In his speech before the global elite in Davos, Switzerland, this week, President Donald Trump touted what he considers one of his biggest accomplishments, the “phase one” trade agreement with China. But the positive results of the deal remain on paper and in the future, while the damage caused by the bruising U.S.-China trade war will continue indefinitely.
To President Trump, the tariffs remain a point of pride. “These achievements would not have been possible without the implementation of tariffs, which we had to use. And we’re using them on others, too,” Trump told the Davos audience. “That is why most of our tariffs on China will remain in place during the ‘phase two’ negotiations.”

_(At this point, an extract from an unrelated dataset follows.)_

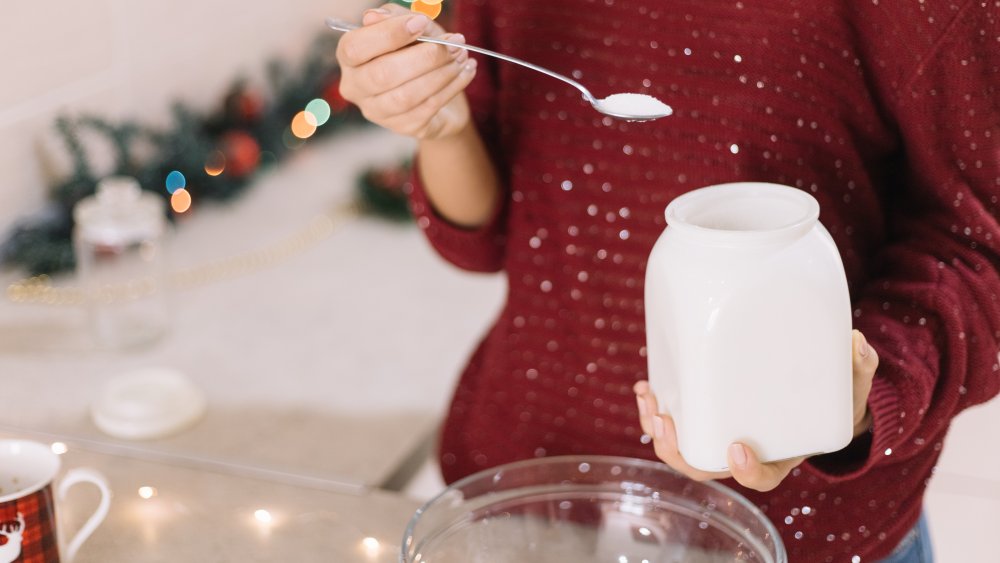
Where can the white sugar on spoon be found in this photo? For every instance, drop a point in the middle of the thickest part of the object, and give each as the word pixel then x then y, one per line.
pixel 631 107
pixel 634 106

The agreement brought a welcome end to the escalating tariff war between the world’s two largest economies. It also committed China to enhance its protection of intellectual property and to end the forced transfer of technology by foreign companies that invest there. But it left punishingly high duties in place — and China’s commitment to ramp up its purchase of U.S. goods and services is unlikely to undo their damage.
Chapter 6 of the agreement commits China to dramatically increase its imports of goods and services from the United States. The agreement sets specific import targets, requiring China to increase its total imports from the United States to a level that exceeds the 2017 baseline by $76.7 billion in 2020 and $123.3 billion in 2021.
As a practical matter, the import targets appear to be unrealistic, given recent trends in U.S.-China trade. In the base year of 2017, before the Trump administration launched its tariff war, U.S. exports of goods and services to China totaled $186.3 billion. The trade war and China’s inevitable retaliation caused that total to drop by nearly $20 billion in 2019, so U.S. exports will need to grow not from the 2017 baseline but from the even lower 2019 totals. This will require an unprecedented increase of more than 50 percent in the first year alone.
Such demands are the worst of “managed trade,” which is not anything approaching free trade. It revives an approach that members of the World Trade Organization rightly agreed to forego in the 1994 Uruguay Round Agreement. By requiring China to meet specific dollar targets, the agreement favors U.S. products, arguably violating the core principal of non-discrimination that has undergirded the global trading system since the 1940s. The agreement may be vulnerable to challenge by other WTO members.
Such a massive increase in Chinese purchases of U.S. goods and services cannot be achieved through the normal channels of supply and demand. Instead, it will require even more intervention by the Chinese government in the operations of Chinese domestic producers, both private and government-owned. This will push China in exactly the opposite direction of the more market-oriented economy the Trump administration claims it wants China to adopt.
The phase one agreement also leaves in place U.S. tariffs on $360 billion on imports from China, and Chinese tariffs on more than half of U.S.-exported goods to China. Those tariffs are an open wound on the U.S. economy.
Numerous studies, including two released this month by the National Bureau of Economic Research (here and here), have found that the Trump tariffs have hiked costs for U.S. consumers, disrupted supply chains for U.S. producers and exporters, and reduced total U.S. trade and gross domestic product from where they would be without the tariffs. And the tariffs have done little to reduce the U.S. trade deficit that President Trump routinely complains about.
The chief victims of the U.S. trade war have been American farmers, who have lost billions in exports because of retaliation, and the U.S. manufacturing sector, which is flirting with recession because of the higher costs, disrupted trade, and global uncertainty inflicted by the administration’s tariff war.
Millions of U.S. households have also suffered from higher prices because virtually all the cost of the tariffs have been passed along to final consumers.
The phase one deal with China did indeed produce potential benefits for certain American companies that invest in China, but the costs imposed on American families, farmers and manufacturers have been huge, with no relief in sight.
Daniel Griswold is a senior research fellow and co-director of the Trade and Immigration Project at the Mercatus Center at George Mason University.